Location

Klaus 2456 (Classroom Wing)
Other/Miscellaneous
Faculty/Staff Public Graduate students

Title: Interactive and Explainable Machine Learning Methods With Humans

Date: June 12

Time: 1:00 PM (Eastern)

Location

- In Person at Klaus 2456 (Classroom Wing) or 

- Virtual at https://gatech.zoom.us/j/99019110918?pwd=Vi9EMUM4bDBZWnNCczRQamNNcmtUQT09

 

Andrew Silva

Computer Science Ph.D. Candidate

School of Interactive Computing

Georgia Institute of Technology

 

Committee:

Dr. Matthew Gombolay (Advisor) – School of Interactive Computing, Georgia Institute of Technology

Dr. Sonia Chernova – School of Interactive Computing, Georgia Institute of Technology

Dr. Mark Riedl – School of Interactive Computing, Georgia Institute of Technology

Dr. Diyi Yang – Computer Science Department, Stanford University

Dr. Barry Theobald – Machine Learning Research, Apple, Inc.

 

Abstract:

 

This dissertation introduces and evaluates new mechanisms for interactivity and explainability within machine learning, specifically targeting human-in-the-loop learning systems. The contributions of this dissertation aim to substantiate the thesis statement: Interactive and explainable machine learning yields improved experiences for human users of intelligent systems. 

 

The dissertation work will show that machine learning with human expertise offers improved performance in task success rates and reward, introducing a novel neural network architecture and an approach to goal-specification using language commands.
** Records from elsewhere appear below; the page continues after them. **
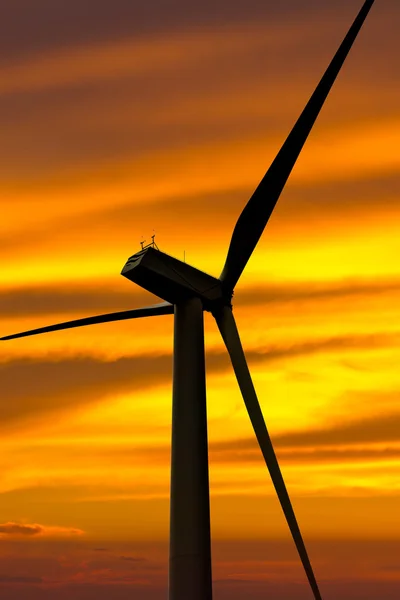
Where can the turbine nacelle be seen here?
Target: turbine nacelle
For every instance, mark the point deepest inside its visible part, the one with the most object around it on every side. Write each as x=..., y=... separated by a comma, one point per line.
x=173, y=280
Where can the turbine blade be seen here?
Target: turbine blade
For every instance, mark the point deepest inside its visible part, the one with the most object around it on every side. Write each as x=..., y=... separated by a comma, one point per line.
x=164, y=308
x=257, y=211
x=230, y=334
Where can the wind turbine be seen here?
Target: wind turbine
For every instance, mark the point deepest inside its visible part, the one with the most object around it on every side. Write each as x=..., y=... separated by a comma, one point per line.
x=188, y=292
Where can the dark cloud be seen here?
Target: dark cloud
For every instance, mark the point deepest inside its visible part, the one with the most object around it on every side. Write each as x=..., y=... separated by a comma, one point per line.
x=373, y=429
x=247, y=451
x=19, y=579
x=20, y=529
x=71, y=299
x=49, y=23
x=31, y=387
x=311, y=292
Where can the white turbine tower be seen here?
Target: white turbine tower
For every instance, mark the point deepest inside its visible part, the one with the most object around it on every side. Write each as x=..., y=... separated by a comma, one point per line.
x=187, y=293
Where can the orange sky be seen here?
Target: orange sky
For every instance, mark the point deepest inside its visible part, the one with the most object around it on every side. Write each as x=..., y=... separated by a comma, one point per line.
x=123, y=123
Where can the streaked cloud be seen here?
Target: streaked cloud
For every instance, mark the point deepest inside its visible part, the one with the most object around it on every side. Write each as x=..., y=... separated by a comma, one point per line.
x=30, y=530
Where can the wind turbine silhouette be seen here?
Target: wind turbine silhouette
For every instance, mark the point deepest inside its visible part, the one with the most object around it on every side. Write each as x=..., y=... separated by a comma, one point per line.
x=187, y=293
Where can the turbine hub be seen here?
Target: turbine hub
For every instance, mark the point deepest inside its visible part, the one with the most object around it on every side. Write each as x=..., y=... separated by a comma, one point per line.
x=174, y=280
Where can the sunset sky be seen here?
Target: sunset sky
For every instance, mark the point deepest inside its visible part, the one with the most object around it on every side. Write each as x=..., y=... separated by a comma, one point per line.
x=122, y=118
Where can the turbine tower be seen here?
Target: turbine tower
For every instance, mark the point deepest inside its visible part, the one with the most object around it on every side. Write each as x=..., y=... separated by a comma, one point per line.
x=188, y=292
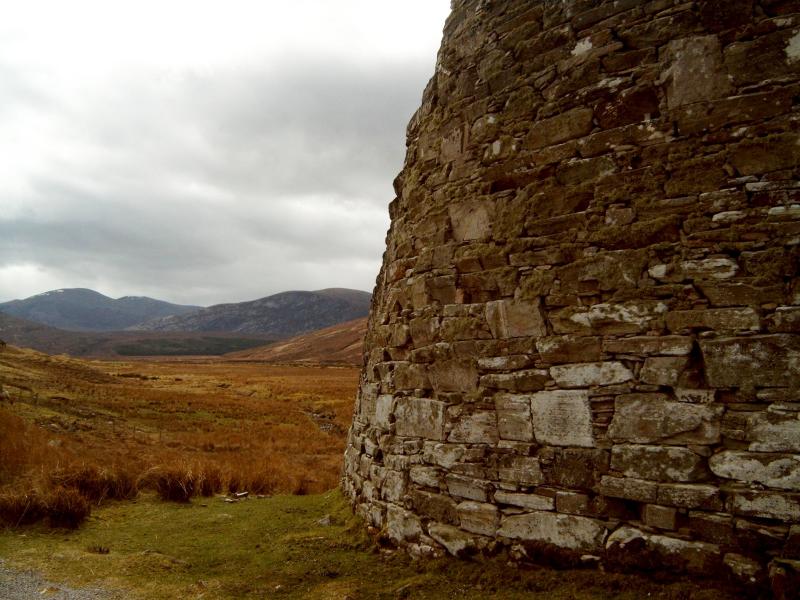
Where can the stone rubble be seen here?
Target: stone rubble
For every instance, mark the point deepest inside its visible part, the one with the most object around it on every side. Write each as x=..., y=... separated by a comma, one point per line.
x=585, y=333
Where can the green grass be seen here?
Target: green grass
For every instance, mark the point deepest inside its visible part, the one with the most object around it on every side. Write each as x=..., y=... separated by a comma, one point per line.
x=275, y=547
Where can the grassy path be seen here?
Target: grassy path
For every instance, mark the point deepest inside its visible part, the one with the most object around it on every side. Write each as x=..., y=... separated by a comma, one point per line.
x=280, y=547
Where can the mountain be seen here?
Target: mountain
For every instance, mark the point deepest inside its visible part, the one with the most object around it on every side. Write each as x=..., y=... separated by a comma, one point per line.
x=79, y=309
x=114, y=344
x=342, y=343
x=282, y=315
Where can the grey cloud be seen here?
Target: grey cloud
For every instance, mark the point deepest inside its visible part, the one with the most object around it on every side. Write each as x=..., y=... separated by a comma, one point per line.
x=222, y=186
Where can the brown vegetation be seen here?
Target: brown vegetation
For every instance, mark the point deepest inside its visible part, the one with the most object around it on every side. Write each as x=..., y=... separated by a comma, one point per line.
x=339, y=344
x=78, y=433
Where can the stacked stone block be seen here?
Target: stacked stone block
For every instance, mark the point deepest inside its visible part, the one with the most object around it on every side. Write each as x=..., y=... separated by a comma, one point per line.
x=584, y=336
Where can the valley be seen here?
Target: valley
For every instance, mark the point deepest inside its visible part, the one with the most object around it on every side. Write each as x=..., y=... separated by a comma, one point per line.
x=260, y=447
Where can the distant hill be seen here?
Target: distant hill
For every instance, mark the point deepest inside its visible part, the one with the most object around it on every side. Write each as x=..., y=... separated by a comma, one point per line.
x=113, y=344
x=80, y=309
x=340, y=344
x=281, y=316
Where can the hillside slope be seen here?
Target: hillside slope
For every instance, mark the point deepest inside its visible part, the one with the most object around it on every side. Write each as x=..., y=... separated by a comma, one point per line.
x=341, y=343
x=80, y=309
x=112, y=344
x=282, y=315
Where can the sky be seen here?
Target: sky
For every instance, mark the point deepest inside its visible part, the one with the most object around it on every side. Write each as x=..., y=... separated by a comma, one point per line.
x=203, y=152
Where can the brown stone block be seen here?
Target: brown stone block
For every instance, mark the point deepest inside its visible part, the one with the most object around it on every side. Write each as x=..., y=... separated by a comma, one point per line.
x=760, y=59
x=606, y=271
x=696, y=71
x=713, y=528
x=764, y=360
x=515, y=318
x=521, y=470
x=782, y=506
x=566, y=126
x=659, y=463
x=662, y=517
x=609, y=319
x=648, y=418
x=453, y=376
x=420, y=417
x=741, y=294
x=575, y=468
x=528, y=380
x=694, y=118
x=639, y=234
x=667, y=345
x=568, y=349
x=753, y=157
x=434, y=506
x=514, y=417
x=663, y=370
x=629, y=488
x=475, y=427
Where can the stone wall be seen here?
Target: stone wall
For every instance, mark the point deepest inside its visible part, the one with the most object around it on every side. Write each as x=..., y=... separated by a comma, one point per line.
x=584, y=338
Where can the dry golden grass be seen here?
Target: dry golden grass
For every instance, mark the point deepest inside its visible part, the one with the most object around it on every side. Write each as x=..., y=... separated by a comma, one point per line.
x=182, y=428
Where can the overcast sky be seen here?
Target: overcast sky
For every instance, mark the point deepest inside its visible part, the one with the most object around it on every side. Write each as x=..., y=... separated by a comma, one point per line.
x=204, y=152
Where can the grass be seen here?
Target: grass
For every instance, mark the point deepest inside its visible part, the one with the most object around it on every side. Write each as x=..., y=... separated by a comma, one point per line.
x=181, y=428
x=279, y=547
x=196, y=346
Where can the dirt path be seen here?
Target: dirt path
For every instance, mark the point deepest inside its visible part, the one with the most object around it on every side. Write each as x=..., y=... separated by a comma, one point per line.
x=27, y=585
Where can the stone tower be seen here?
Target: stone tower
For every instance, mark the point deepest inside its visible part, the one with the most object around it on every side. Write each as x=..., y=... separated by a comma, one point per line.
x=584, y=336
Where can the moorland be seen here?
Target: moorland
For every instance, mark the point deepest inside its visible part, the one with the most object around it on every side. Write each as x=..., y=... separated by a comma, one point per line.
x=217, y=478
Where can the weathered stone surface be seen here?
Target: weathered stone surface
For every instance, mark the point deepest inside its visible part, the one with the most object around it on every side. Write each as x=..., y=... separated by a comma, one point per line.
x=589, y=299
x=588, y=374
x=420, y=417
x=523, y=470
x=774, y=433
x=515, y=318
x=676, y=554
x=668, y=345
x=438, y=507
x=480, y=426
x=564, y=349
x=647, y=418
x=402, y=525
x=565, y=531
x=454, y=540
x=763, y=360
x=479, y=517
x=658, y=463
x=528, y=380
x=781, y=471
x=662, y=517
x=467, y=487
x=529, y=501
x=663, y=370
x=724, y=320
x=629, y=488
x=687, y=495
x=696, y=71
x=384, y=406
x=562, y=418
x=767, y=505
x=426, y=476
x=514, y=418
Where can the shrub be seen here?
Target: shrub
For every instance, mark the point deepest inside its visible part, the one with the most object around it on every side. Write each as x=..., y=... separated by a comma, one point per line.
x=174, y=484
x=211, y=481
x=21, y=508
x=66, y=507
x=97, y=484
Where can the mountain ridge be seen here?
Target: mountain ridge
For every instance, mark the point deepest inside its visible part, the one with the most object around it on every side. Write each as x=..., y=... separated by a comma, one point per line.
x=83, y=309
x=283, y=315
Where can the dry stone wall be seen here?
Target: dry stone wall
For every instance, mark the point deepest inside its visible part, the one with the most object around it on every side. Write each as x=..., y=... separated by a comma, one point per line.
x=584, y=338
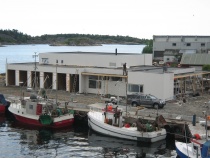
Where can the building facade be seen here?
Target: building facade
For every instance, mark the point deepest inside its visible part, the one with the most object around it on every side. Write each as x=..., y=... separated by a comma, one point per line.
x=97, y=73
x=179, y=45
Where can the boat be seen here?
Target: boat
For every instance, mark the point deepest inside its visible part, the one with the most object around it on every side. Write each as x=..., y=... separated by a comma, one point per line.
x=112, y=146
x=41, y=112
x=3, y=105
x=110, y=121
x=199, y=145
x=194, y=149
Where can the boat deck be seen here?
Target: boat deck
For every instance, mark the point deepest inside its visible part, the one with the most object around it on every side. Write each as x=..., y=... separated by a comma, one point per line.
x=198, y=129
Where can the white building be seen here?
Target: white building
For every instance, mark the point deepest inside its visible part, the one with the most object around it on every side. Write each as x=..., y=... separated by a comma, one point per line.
x=99, y=73
x=175, y=45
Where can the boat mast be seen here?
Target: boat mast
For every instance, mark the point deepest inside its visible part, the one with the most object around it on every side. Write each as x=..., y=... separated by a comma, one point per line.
x=56, y=83
x=126, y=93
x=34, y=56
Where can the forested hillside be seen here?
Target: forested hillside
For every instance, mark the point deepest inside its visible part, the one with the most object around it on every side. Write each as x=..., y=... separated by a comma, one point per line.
x=16, y=37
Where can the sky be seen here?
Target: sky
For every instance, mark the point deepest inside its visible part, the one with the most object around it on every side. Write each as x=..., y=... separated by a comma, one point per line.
x=134, y=18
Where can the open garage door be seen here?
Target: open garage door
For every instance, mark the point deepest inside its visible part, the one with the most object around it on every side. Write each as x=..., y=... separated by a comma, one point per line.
x=48, y=78
x=61, y=81
x=23, y=78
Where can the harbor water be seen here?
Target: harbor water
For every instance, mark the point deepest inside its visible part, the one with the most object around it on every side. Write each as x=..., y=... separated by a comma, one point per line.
x=20, y=141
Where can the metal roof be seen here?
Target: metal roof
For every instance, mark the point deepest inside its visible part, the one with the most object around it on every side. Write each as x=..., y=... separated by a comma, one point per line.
x=195, y=59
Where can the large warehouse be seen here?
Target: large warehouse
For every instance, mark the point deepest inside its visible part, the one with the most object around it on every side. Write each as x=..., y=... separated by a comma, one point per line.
x=98, y=73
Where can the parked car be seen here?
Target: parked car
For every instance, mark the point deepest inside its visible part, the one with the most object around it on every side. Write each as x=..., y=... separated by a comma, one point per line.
x=147, y=100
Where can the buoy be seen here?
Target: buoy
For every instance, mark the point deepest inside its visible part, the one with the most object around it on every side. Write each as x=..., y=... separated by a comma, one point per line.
x=197, y=136
x=109, y=107
x=127, y=125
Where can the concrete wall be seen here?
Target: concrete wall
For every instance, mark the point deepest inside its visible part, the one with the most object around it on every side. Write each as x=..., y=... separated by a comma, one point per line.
x=96, y=59
x=160, y=85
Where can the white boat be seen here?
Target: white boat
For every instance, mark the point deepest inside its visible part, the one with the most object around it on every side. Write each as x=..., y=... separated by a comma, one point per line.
x=194, y=149
x=109, y=121
x=40, y=112
x=116, y=145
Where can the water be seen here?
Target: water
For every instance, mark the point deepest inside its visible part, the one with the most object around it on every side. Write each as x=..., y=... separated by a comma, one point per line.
x=18, y=141
x=23, y=53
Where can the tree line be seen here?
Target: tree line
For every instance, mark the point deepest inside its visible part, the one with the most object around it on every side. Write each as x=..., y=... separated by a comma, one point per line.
x=16, y=37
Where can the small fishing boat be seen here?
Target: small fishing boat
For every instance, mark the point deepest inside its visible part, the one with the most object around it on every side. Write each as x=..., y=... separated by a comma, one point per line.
x=194, y=149
x=3, y=104
x=110, y=121
x=41, y=112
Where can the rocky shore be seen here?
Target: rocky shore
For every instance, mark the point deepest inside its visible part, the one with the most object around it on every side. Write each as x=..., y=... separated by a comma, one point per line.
x=192, y=105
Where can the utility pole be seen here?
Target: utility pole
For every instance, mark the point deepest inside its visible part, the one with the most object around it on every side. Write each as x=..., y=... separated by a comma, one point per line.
x=34, y=56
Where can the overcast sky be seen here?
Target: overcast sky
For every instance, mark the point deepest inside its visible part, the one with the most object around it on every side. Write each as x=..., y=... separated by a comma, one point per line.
x=135, y=18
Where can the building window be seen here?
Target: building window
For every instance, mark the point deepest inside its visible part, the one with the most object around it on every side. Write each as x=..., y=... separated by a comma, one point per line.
x=45, y=60
x=95, y=82
x=135, y=88
x=116, y=79
x=202, y=44
x=112, y=64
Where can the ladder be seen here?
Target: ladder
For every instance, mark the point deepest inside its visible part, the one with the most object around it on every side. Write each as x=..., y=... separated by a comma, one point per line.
x=75, y=81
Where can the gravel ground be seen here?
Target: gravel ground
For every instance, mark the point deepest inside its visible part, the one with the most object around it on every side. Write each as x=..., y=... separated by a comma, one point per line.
x=193, y=105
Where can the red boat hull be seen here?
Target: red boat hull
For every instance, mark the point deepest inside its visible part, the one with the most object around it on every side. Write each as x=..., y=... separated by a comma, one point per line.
x=61, y=124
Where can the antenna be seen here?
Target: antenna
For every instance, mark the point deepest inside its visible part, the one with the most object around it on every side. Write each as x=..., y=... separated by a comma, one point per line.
x=34, y=56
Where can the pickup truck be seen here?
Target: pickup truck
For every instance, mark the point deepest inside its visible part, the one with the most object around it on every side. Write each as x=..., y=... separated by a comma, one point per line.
x=112, y=100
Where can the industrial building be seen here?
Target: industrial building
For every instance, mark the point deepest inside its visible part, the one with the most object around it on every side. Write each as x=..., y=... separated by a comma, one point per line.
x=100, y=73
x=168, y=48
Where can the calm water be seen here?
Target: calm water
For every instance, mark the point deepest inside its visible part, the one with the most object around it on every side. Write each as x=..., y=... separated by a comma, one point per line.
x=18, y=141
x=23, y=53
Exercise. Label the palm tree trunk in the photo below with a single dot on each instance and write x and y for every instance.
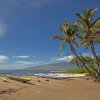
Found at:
(95, 56)
(74, 52)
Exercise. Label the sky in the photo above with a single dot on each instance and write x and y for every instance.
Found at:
(26, 27)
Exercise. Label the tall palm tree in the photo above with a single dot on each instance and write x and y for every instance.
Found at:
(68, 37)
(89, 31)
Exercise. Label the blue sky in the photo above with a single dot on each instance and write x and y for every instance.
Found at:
(27, 25)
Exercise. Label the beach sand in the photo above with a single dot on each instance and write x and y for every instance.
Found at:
(50, 89)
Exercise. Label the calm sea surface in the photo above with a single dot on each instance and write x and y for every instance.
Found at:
(23, 72)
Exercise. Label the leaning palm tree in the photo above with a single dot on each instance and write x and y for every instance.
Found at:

I will then discuss how machine learning with explainability improves human perceptions of intelligent agents and enhances user compliance with agent suggestions, detailing technical contributions and a large-scale user study on perceptions of explainability mechanisms. Finally, I will overview my work in personalization for machine learning and the ways in which personalized machine learning enables improved performance for a large heterogeneous population of users. I offer both novel technical methods for interactivity and explainability within machine learning, as well as user studies to empirically validate my technical contributions. My dissertation will conclude with a presentation on recent work for personalizing explainability mechanisms to users in the task-oriented setting of guiding a simulated self-driving car in an unseen environment, navigating a tradeoff between participant-preference and task-performance.